Two years ago, as his girlfriend flew off to the Turkish Formula One Grand Prix for her work as a television reporter and he had no race to go to, Romain Grosjean hit rock bottom.
"She was there and I was home. Honestly, I thought it (his grand prix career) was over and I would never come back to Formula One," said the Swiss-born French racer.
Very few drivers get a second chance at the pinnacle of motor racing and Grosjean feared he would become another statistic after a failed first opportunity with Renault in 2009.
That difficult season now seems a world away from the present, with Grosjean finishing third for Lotus in Bahrain last month for his first F1 podium finish and finding himself very much in demand in Spain this weekend.
"I feel lucky in a way that people trusted me when I was down...today we can be happy and proud of what we did.
I am especially touched that they helped me when it was harder," said the 26-year-old, who worked in a Swiss bank during his early career.
"I had to go in every day at 9 a.m. with a suit and a tie to the office. I had my own desk and my computer. It was very interesting to see what I call the real world," he said
In 2009, he was drafted in to replace Brazilian Nelson Piquet junior at a time when the Renault team, run by flamboyant Italian Flavio Briatore, was about to become entangled in one of the sport's biggest scandals.
Piquet revealed he had been ordered to crash at the 2008 Singapore Grand Prix to help team mate Fernando Alonso win, triggering a scandal that left Renault with a suspended permanent ban and Briatore out of a job.
Grosjean failed to score a point in his seven races and was replaced at the end of the season by Russian Vitaly Petrov alongside Poland's Robert Kubica.
In 2010, he competed in sportscars and wondered what to do next. Formula One had receded into the distance.
He did not give up, though, and nor did his supporters - current Lotus boss Eric Boullier, the now-renamed Renault team's new owner Gerard Lopez and oil sponsor Total.
Grosjean won the GP2 support series in 2011 and returned to Formula One once it became clear that Kubica - seriously injured in a rally accident - was not coming back for the start of the campaign after missing all of last season.

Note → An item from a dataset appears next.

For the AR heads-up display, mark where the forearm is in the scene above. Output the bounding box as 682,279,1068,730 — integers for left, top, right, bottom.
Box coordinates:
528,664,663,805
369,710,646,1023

The Lotus looked quick in testing and Grosjean and Kimi Raikkonen, the 2007 champion beginning his comeback after two years out in rallying, showed it really was competitive once racing started.
The Frenchman started the season-opening Australian race in third place, qualified sixth in Malaysia and 10th in China. In Bahrain, Raikkonen finished second and Grosjean third.
Grosjean made mistakes in the first two races but sixth place in China and third in Bahrain redeemed that. At the very least, he has kept Raikkonen on his toes.
"I think in France hopefully people will start liking Formula One again," said the first Frenchman on the podium since Jean Alesi in 1998 of a French F1 renaissance this season.
"I hope one day I can win and hear the Marseillaise and go forward from that. It's not an extra pressure. It's more like an extra power that you feel like your country is behind you."
He was quickest at last week's test at the Mugello circuit in Italy, further boosting expectations that Lotus will be competitive again this weekend.
"A few teams were really working on aerodynamics but we wanted to test some things on the suspension and we have been working a lot on it and I think we have got some of the answers we wanted," he said.
"Hopefully it will give us some advantage for the rest of the season."